The impact of physical activity during pregnancy on labor an
Physical activity in pregnancy is associated with decreased risks of adverse pregnancy outcomes such as gestational diabetes and preeclampsia. According to this study, more amount of physical activity leads to a shorter duration of active labor.

Researchers tested the hypothesis that higher levels of physical activity across different lifestyle domains in pregnancy are associated with a shorter duration of labor.

This is a secondary analysis of a prospective cohort study in which patients with singleton pregnancies without a major fetal anomaly were administered the Kaiser Physical Activity Survey (KPAS) in each trimester. The KPAS was designed specifically to quantify various types of physical activity in women and includes four summative indexes: housework/caregiving, active living habits, sports, and occupation.

Investigators included full-term gestations admitted for induction of labor or spontaneous labor. The primary outcome for this analysis was the duration of the 2nd stage of labor. Secondary outcomes were duration of active stage, prolonged 1st and 2nd stage, mode of delivery, rates of 2nd stage cesarean section, operative vaginal delivery, severe perineal lacerations, and postpartum hemorrhage. These outcomes were compared between patients with and without high physical activity levels, defined as overall KPAS score 75th percentile in the 3rd trimester. 811 patients were included. The median KPAS score was 9.5.

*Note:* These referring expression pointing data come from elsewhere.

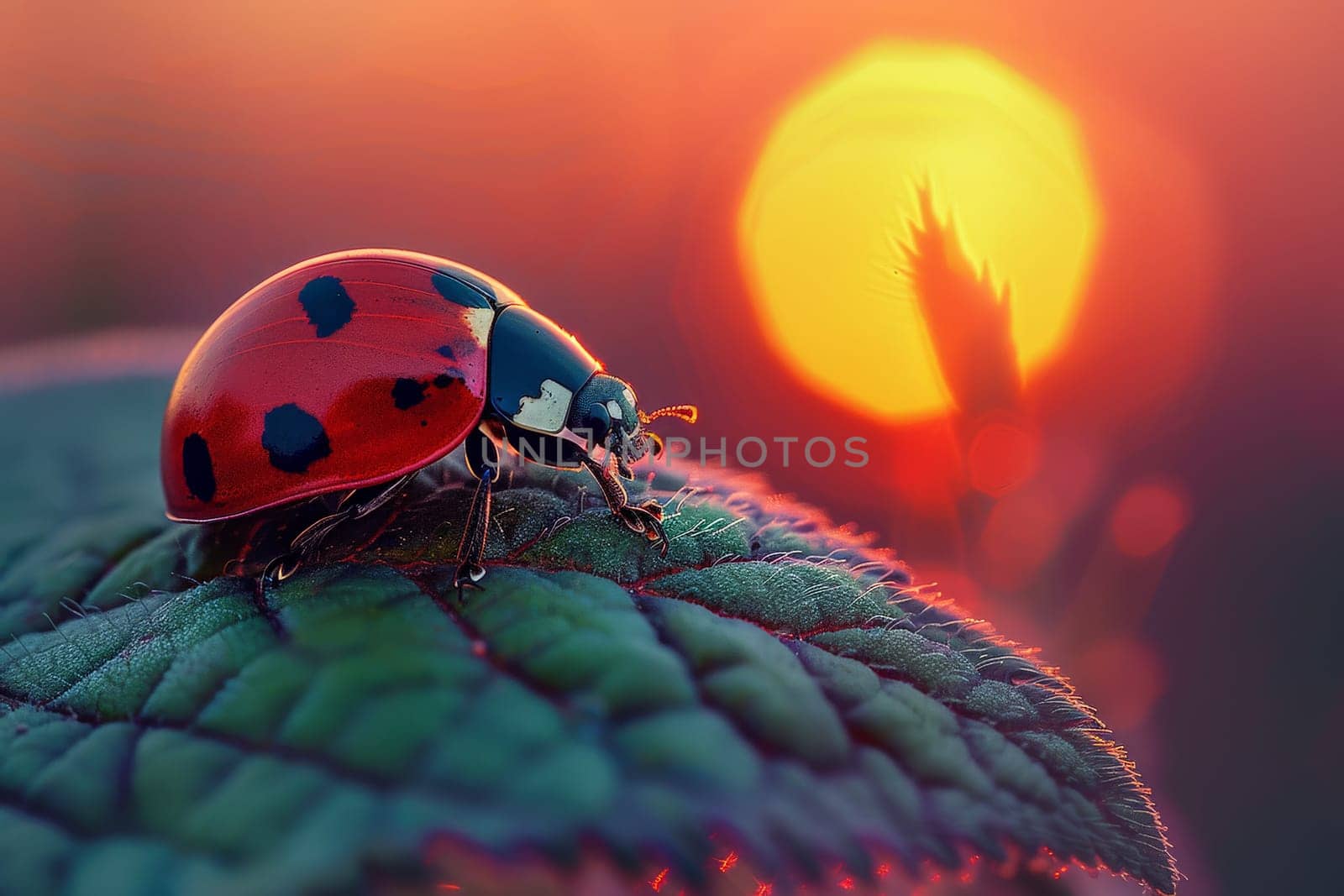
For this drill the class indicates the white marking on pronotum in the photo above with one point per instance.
(544, 412)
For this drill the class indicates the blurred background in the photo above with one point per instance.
(1070, 269)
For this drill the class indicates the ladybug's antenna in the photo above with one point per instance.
(687, 412)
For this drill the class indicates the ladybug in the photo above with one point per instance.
(349, 372)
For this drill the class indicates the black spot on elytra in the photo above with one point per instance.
(293, 438)
(407, 392)
(327, 304)
(197, 466)
(460, 291)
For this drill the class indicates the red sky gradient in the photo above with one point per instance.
(159, 160)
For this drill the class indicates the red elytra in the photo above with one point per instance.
(343, 371)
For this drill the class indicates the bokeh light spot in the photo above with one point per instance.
(1148, 517)
(837, 192)
(1001, 457)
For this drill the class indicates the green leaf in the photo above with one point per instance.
(766, 694)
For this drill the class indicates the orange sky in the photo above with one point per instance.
(158, 160)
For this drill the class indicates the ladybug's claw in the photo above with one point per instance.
(468, 578)
(647, 519)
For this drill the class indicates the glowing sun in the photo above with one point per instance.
(831, 208)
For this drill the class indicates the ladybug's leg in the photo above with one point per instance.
(483, 459)
(645, 519)
(311, 537)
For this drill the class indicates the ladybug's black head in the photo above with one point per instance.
(608, 410)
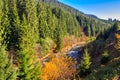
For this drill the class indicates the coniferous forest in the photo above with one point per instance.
(38, 36)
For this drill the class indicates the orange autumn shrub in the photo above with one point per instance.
(59, 68)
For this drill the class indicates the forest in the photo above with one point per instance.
(36, 37)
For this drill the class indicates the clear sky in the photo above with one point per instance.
(101, 8)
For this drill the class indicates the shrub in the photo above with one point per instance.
(59, 68)
(105, 57)
(85, 64)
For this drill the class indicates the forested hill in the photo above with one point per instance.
(91, 24)
(73, 10)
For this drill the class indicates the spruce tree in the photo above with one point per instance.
(85, 64)
(7, 70)
(13, 28)
(28, 8)
(29, 68)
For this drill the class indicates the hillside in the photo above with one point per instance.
(48, 40)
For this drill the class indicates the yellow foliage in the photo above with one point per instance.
(59, 68)
(117, 36)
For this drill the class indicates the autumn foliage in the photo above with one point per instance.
(59, 68)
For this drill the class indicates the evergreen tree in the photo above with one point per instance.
(28, 8)
(29, 68)
(117, 35)
(85, 64)
(43, 25)
(13, 30)
(7, 70)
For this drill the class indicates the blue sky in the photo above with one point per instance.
(102, 8)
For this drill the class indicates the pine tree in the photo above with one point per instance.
(7, 70)
(85, 64)
(58, 37)
(28, 8)
(13, 27)
(117, 35)
(29, 68)
(42, 16)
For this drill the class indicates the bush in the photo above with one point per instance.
(59, 68)
(85, 64)
(105, 57)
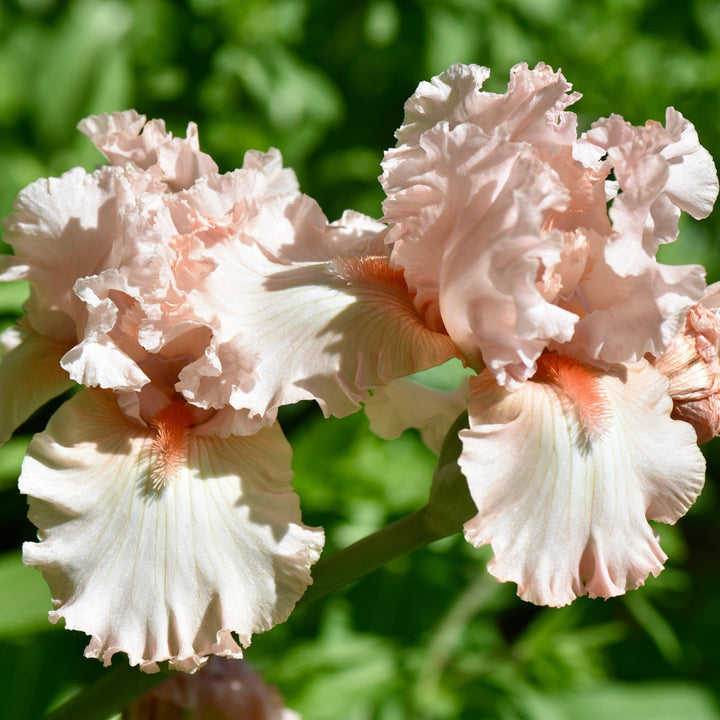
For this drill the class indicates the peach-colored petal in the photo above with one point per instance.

--203 patients had higher levels of physical activity in pregnancy.

--There was no difference in the duration of 2nd stage of labor between patients with and without higher physical activity levels.

--The duration of active labor was significantly shorter in patients with higher levels of physical activity.

--Patients with higher physical activity levels were significantly less likely to have a prolonged 1st stage.

--Rates of prolonged 2nd stage, cesarean section, operative vaginal deliveries, and perineal lacerations were similar between groups.

Conclusively, patients that are more physically active in pregnancy have a shorter duration of active labor.